This may be a little controversial as a new feature, because I know of no theoretical model to explain why multiplying the weights of part of a query by a factor should be a useful thing to do. However, I've come across several places where some kind of search-time weight adjustment would be extremely useful, this is the simplest way I can think of to adjust weights, and my initial experiments with this have produced plausible-looking results.
I have produced an initial implementation of this feature, which I will attach to this bug. Ideally, I'd like to apply it to head shortly after we've released 1.0.3, so I'll mark the bug as blocking 1.0.4, for now.
Attachments (2)
Change History (15)
comment:1 by , 17 years ago
Blocking: | 200 added |
---|---|
Status: | new → assigned |
comment:2 by , 17 years ago
comment:3 by , 17 years ago
Blocked By: | 164 added |
---|
I had some comments on this, but didn't have time to write them before going away.
I think the name could be improved - it would be better to use "MULTIPLY" than a somewhat awkward abbreviation like "MULT", but I don't think multiplication is really the essence of this operation anyway, and something like "OP_SCALE_WEIGHT" seems better still.
The test against DBL_EPSILON to decide if we're boolean seems incorrect - I think just (dbl_parameter <= 0.0) is what is needed there. Actually, perhaps a negative scaling factor should result in InvalidArgumentError rather than being silently clipped to 0?
I think we should probably add this before OP_ELITE_SET so that we no longer have a "gappy" enum (unless there's an issue with doing so which I'm missing).
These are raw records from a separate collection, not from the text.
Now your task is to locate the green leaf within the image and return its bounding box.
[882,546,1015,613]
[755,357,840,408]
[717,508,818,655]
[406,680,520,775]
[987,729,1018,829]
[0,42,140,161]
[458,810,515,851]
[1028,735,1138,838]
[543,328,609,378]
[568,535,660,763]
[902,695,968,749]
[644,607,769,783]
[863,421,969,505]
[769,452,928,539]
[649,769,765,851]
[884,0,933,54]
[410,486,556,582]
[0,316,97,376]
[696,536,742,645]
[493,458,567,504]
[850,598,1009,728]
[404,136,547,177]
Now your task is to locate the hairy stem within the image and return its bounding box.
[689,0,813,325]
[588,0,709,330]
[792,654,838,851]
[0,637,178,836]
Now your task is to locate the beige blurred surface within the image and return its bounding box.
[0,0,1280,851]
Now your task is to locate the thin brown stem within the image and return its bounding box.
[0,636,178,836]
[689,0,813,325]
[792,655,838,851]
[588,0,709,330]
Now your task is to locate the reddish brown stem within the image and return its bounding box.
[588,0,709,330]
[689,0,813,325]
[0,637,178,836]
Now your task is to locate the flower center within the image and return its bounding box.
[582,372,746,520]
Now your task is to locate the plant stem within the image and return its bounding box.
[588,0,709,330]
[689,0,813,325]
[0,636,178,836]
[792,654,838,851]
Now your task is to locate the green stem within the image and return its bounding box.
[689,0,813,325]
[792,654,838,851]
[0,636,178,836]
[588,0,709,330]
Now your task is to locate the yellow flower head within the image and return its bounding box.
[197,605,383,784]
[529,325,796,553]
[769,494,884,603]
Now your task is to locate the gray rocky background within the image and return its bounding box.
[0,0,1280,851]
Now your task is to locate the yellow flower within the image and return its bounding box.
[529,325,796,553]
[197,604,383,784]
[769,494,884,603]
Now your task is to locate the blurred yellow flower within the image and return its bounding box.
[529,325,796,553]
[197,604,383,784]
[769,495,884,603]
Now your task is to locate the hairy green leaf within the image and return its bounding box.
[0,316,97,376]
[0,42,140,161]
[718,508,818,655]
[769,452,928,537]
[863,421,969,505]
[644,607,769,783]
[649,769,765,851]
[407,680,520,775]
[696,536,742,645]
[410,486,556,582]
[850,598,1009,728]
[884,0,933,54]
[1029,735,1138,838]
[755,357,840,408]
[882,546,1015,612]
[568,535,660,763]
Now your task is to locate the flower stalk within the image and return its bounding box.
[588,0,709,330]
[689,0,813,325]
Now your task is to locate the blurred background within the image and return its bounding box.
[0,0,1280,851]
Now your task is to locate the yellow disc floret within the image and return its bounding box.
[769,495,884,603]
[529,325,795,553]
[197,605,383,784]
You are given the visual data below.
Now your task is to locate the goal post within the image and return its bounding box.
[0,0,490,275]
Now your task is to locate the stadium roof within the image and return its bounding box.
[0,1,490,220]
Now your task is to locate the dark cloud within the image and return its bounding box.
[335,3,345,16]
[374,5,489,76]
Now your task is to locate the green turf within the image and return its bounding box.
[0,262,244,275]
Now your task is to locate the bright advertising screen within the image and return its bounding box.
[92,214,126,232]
The gap is due to OP_WEIGHT_CUTOFF (or whatever it was called) being removed, and we've definitely broken ABI compatibility since then.
Also, AssertNe(multiplier, 0) should probably just be written as Assert(multiplier != 0) - the assertion message only happens when x == 0, so using AssertNe() just means more code is generated for producing the assertion failure message without actually improving it at all.
comment:4 by , 17 years ago
I like the name OP_SCALE_WEIGHT much better - I've put together a patch to change it to that. For consistency, I've also renamed MultWeightPostList (and the corresponding source files).
I've also moved the operator to be before OP_ELITE_SET - I hadn't remembered why there was a gap there, so I just added to the end of the enum. It is indeed better to fill the gap.
Your comment about assertions makes sense, I'll bear that in mind in future (and I've changed it).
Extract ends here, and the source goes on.